Route your three mornings around the closing days: Great Meteoron shuts Tuesdays, Varlaam and St. Nicholas Fridays, Rousanou Wednesdays, Holy Trinity Thursdays, and St. Stephen Mondays. Friday is the awkward one, since two monasteries close, so if a Friday falls in your trip, use it for Holy Trinity and St. Stephen, which both stay open. Your afternoons are then free for the viewpoints, a walk on the old monks’ trails, or simply a slow lunch in town.
Where to Stay and Eat: Kalabaka and Kastraki

Two towns sit right under the rocks. Kalabaka is the larger base, with the most hotels, restaurants, and services, and it is where the train station is. Kastraki is the quieter, more traditional village, tucked directly beneath the pillars with some of the best rock views from your window. Both put you within minutes of the first monastery.
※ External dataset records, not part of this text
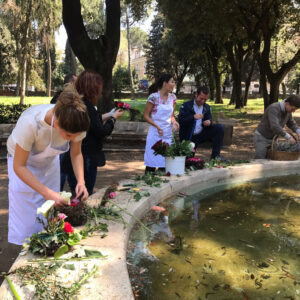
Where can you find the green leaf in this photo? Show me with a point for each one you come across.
(60, 251)
(93, 253)
(69, 267)
(137, 197)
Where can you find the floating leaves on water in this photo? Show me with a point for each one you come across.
(93, 253)
(284, 262)
(69, 267)
(267, 225)
(263, 265)
(265, 276)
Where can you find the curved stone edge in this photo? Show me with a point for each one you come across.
(114, 283)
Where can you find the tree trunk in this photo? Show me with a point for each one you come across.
(24, 47)
(248, 81)
(233, 96)
(235, 59)
(217, 75)
(100, 54)
(129, 55)
(23, 79)
(283, 90)
(49, 68)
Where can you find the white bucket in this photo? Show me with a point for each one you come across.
(175, 165)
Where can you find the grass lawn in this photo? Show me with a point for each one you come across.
(254, 105)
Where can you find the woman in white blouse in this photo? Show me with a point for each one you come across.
(41, 134)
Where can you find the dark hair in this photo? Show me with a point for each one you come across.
(163, 78)
(89, 84)
(70, 111)
(202, 89)
(293, 100)
(69, 78)
(152, 89)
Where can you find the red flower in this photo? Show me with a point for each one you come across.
(157, 144)
(68, 228)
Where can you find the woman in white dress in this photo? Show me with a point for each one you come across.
(159, 113)
(41, 134)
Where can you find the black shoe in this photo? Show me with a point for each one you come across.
(220, 158)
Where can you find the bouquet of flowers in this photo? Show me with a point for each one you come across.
(122, 105)
(183, 148)
(286, 146)
(57, 236)
(76, 210)
(194, 163)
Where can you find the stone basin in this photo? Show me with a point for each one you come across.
(113, 282)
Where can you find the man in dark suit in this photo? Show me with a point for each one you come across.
(196, 125)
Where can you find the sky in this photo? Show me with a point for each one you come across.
(61, 35)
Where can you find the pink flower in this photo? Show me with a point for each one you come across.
(62, 216)
(196, 159)
(68, 228)
(158, 208)
(112, 195)
(74, 202)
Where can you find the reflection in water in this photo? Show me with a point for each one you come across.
(240, 243)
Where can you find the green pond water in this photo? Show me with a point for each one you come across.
(239, 243)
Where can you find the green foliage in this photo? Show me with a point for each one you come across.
(217, 163)
(151, 179)
(11, 113)
(183, 148)
(46, 284)
(121, 80)
(7, 50)
(154, 51)
(94, 17)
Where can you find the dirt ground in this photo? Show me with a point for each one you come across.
(121, 166)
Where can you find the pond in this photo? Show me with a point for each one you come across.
(239, 243)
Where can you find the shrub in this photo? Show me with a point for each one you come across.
(11, 113)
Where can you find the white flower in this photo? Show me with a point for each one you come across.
(66, 196)
(192, 145)
(45, 208)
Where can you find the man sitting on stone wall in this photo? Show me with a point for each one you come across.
(195, 121)
(276, 116)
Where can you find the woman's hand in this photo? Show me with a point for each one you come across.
(59, 201)
(118, 113)
(292, 140)
(175, 126)
(81, 191)
(160, 131)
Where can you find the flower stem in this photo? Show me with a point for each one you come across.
(12, 288)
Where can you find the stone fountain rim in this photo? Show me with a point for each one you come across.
(114, 282)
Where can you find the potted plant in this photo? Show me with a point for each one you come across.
(174, 154)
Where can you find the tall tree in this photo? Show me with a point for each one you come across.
(263, 20)
(70, 64)
(96, 54)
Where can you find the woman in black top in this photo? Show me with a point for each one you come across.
(89, 84)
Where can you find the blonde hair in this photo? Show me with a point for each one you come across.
(70, 111)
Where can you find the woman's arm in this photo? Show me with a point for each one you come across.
(173, 120)
(147, 118)
(20, 168)
(77, 163)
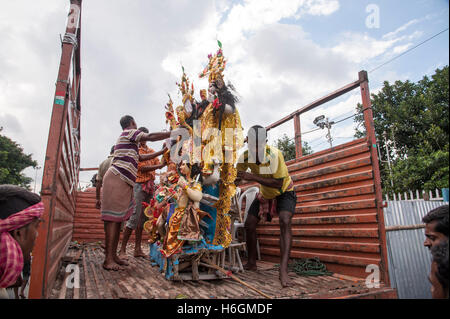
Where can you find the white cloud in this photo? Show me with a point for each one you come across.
(392, 35)
(401, 48)
(131, 58)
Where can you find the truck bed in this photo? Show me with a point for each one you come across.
(140, 280)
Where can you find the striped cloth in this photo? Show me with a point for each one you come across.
(11, 256)
(126, 156)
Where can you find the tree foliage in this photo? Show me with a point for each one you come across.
(287, 146)
(12, 162)
(412, 121)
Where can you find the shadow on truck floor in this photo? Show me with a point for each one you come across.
(142, 281)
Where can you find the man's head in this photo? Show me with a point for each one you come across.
(436, 226)
(439, 271)
(145, 130)
(257, 140)
(14, 199)
(127, 122)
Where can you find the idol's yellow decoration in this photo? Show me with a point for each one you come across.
(216, 65)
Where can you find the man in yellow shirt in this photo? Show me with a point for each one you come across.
(276, 197)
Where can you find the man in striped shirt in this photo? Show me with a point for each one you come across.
(117, 191)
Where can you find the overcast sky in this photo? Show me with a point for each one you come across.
(281, 55)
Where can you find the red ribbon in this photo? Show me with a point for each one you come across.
(216, 104)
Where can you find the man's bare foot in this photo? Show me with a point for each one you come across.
(140, 253)
(111, 266)
(285, 280)
(120, 261)
(251, 267)
(123, 255)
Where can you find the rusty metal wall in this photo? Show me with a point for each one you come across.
(336, 216)
(61, 168)
(409, 261)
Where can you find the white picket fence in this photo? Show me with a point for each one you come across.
(409, 261)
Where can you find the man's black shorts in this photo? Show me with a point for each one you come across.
(285, 201)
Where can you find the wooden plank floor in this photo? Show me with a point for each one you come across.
(140, 280)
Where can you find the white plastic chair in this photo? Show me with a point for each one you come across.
(249, 195)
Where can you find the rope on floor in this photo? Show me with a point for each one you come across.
(308, 267)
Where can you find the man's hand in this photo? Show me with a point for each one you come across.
(182, 182)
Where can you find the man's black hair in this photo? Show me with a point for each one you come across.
(440, 257)
(125, 121)
(143, 129)
(94, 180)
(256, 129)
(440, 215)
(14, 199)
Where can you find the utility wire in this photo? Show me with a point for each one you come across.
(394, 58)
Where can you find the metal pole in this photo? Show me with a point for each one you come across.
(35, 177)
(389, 159)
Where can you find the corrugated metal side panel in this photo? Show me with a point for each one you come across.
(336, 214)
(409, 261)
(88, 226)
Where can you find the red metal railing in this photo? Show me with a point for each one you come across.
(339, 213)
(61, 168)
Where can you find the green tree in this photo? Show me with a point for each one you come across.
(287, 146)
(12, 162)
(412, 129)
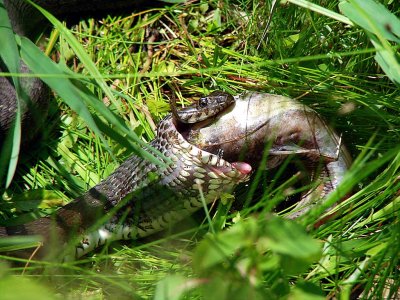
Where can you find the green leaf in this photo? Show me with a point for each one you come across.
(9, 54)
(372, 16)
(173, 287)
(306, 291)
(16, 288)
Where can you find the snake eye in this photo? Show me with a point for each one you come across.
(203, 102)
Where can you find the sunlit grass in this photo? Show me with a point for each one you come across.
(322, 62)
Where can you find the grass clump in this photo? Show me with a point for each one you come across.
(199, 47)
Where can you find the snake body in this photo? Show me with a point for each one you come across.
(140, 197)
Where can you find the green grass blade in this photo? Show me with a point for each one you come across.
(9, 55)
(321, 10)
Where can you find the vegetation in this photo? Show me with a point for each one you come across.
(344, 64)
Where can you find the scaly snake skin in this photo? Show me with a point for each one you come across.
(140, 197)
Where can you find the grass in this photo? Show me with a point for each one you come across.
(202, 47)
We based ourselves at the Divani Meteora and wrote up the full experience in our Divani Meteora hotel review, worth a read if you want to know exactly what to expect. To compare a range of places across both towns, you can check current hotel rates in Kalabaka and Kastraki and book early, since the good rooms go fast in season. For a proper feel of the town itself, our Kalabaka walking tour shows you around before you arrive.

On the food: this is Thessaly, so eat like a local. The monasteries here were once serious wine producers, and local Meteora wine is still the thing to order with dinner. Start with a glass of tsipouro, the regional spirit, usually served with small plates. For mains, go for the grilled meats the area does well, especially kontosouvli, slow-roasted pork, and look out for hilopites, the local egg pasta, often served with cheese or in a hearty sauce. You will find these in the tavernas around central Kalabaka and in the smaller, family-run places in Kastraki. And if you pass a monastery shop, their honey and handmade goods are the real thing.
What’s Near Meteora
Meteora pairs naturally with a few other spots in northern and central Greece if you have extra days.
Paralia Katerini
Around 1.5 to 2 hours away on the coast, this is the easiest beach-and-monasteries combination in the region. Plenty of visitors base themselves on the Pieria coast and take a day trip inland to Meteora, and it works just as well the other way around.
Thessaloniki
Greece’s lively second city sits about 2.5 to 3 hours north and is the most convenient gateway to Meteora. If you are routing through it anyway, give it a day or two of its own.
Trikala and Delphi
The nearest city, Trikala, is only about 30 minutes away and makes an easy lunch stop with a pretty old town. Further afield, the ancient site of Delphi is roughly 3.5 hours by car, and the two icons of central Greece pair beautifully into one longer trip.
Meteora is one of the few places that lives up to every photo you have seen of it. Give it three unhurried days, start each morning early, and it will be the part of Greece you talk about most when you get home.